La di Da at the Fat-o-matic blog has a good post about going to the doctor for her "pre-employment physical." She includes a link to a letter by Hanne Blank (author of Big Big Love) that inspired her to write her own version to hand to the doctor, have placed in her file, etc.
Read the Fat-o-matic post here, and Hanne Blank's letter here.
Blank's letter is posted on Stef Jones's website along with her Fat Friendly Health Professionals list and Tips on Obtaining Good Health Care, both great resources as well.
Why are these useful? Sadly, many fat women have felt shamed and
humiliated by encounters with medical professionals in which their
health problems were ignored or appropriate assessment or treatment
refused until they lost weight.
Lynn McAfee of the Council on Size & Weight Discrimination wrote in a guest editorial in Healthy Weight Journal that
We
are given a diet as a first line of treatment. We are told not to come
back until we lose weight, although we all know that weight loss and
maintenance is a nearly unattainable task. If we can't lose weight, we
are viewed as weak-willed or, worse, defiant. This is the kind of
attitude that makes the 80-year-old woman afraid to see her doctor when
her hypertension worsens. It causes a woman to die from uterine cancer
because her doctor told her he wouldn't operate on her 225-pound body
until she lost weight. Serious complaints, sometimes indicative of
potential cancers, are dismissed under the mistaken impression that
every fat woman should have menstrual problems. Important testing is
not done. Supersized women are particularly victimized by this
treatment.
A study by C. Olsen et al. in a 1994 issue of the Archives of Family Medicine indicated that 32%
of female health care workers with a BMI over 27 delayed or canceled
physician appointments because they knew they would be weighed. (Gosh, do you think that percentage has gotten larger or smaller since the "war on obesity" has heated up?)
Surprised that health care workers might delay exams because of
their weight? Maybe they have firsthand knowledge of how fat people
(women in particular) are treated -- or not treated -- by physicians
and other health professionals.
A study in the 1998 Archives of Family Medicine found that
the higher the weight of women, the less likely they were than thinner
women to have had either a clinical breast exam, a gynecologic exam, or
a Pap smear in the previous three years, even though they had as many or more doctor contacts. (The only cancer screening performed regularly on larger women was mammography.)

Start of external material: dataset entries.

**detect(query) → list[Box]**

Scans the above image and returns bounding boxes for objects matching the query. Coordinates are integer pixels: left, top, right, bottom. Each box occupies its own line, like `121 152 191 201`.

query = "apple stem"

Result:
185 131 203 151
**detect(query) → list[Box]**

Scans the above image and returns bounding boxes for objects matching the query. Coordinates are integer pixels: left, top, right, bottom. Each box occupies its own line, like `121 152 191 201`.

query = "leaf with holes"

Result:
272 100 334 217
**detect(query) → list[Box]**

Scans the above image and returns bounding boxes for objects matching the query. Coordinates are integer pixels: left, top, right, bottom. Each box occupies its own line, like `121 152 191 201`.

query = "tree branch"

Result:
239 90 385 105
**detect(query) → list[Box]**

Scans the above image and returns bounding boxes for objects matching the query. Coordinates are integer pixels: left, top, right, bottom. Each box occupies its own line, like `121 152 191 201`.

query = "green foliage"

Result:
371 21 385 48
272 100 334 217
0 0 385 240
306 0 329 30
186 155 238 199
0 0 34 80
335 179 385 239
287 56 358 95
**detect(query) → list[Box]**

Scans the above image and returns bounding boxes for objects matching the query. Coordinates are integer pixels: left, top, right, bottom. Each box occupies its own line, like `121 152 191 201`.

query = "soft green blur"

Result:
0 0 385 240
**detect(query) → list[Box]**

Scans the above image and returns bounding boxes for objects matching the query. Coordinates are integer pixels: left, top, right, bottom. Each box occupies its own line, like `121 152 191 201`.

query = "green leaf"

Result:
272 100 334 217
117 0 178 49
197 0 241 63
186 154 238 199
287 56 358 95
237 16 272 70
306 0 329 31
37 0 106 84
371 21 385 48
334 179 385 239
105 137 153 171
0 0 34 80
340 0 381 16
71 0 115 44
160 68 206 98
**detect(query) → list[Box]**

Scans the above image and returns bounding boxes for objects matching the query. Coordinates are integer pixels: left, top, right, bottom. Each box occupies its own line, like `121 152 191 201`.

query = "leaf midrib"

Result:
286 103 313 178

In Women Afraid to Eat, Francine Berg reports
that a study of 1,316 physicians showed they were more reluctant to
perform pelvic exams on very fat patients. Higher weights of female
patients was related to negative physician attitudes about patients'
appearance, which in turn was related to lower frequency of pelvic
exams. She noted that researchers warned that the lower level of
preventive care large women are getting may account for some of the
increased health risks found with "obesity."
By the way, a 2003 Obesity Research article by M.
Schwartz et al also reported that health professionals specializing in
"obesity" displayed significant anti-fat bias, endorsing stereotypes of
fat people as "lazy, stupid and worthless." [Hmmm, is the moral here
that if you're a fat person wanting good health care -- and personal
respect -- don't go to an "obesity" specialist?] The researchers noted
that
If patients are uncomfortable in health care settings, it would not be surprising if they avoided care.
Pat Lyons, R.N., M.A. and WomanCare Plus of Oakland, CA have developed a handy dandy "Big Woman's Passport to Best Health," which I talked about on the July 3, 2006 Health At Every Size show and blogged about here.
I also recommend the Health At Every Size resources available at Linda Bacon, Ph.D.'s website. She has a "Health At Every Size Manifesto"
that can be downloaded and/or printed out and handed to health
professionals (or others whom you would like to educate), along with a cover letter that can be included for physicians. (You have to scroll down in the text box on Dr. Bacon's Health At Every Size page to see the link to the cover letter.)
Bacon is a professor, researcher and writer who collaborated on a
study indicating the weight-neutral Health At Every Size approach to
well-being was much better for fat middle-aged women's physical and
emotional health than a traditional weight-loss diet. The research was
published in the Journal of the American Dietetic Association in 2005; you can request a PDF of the article by going here.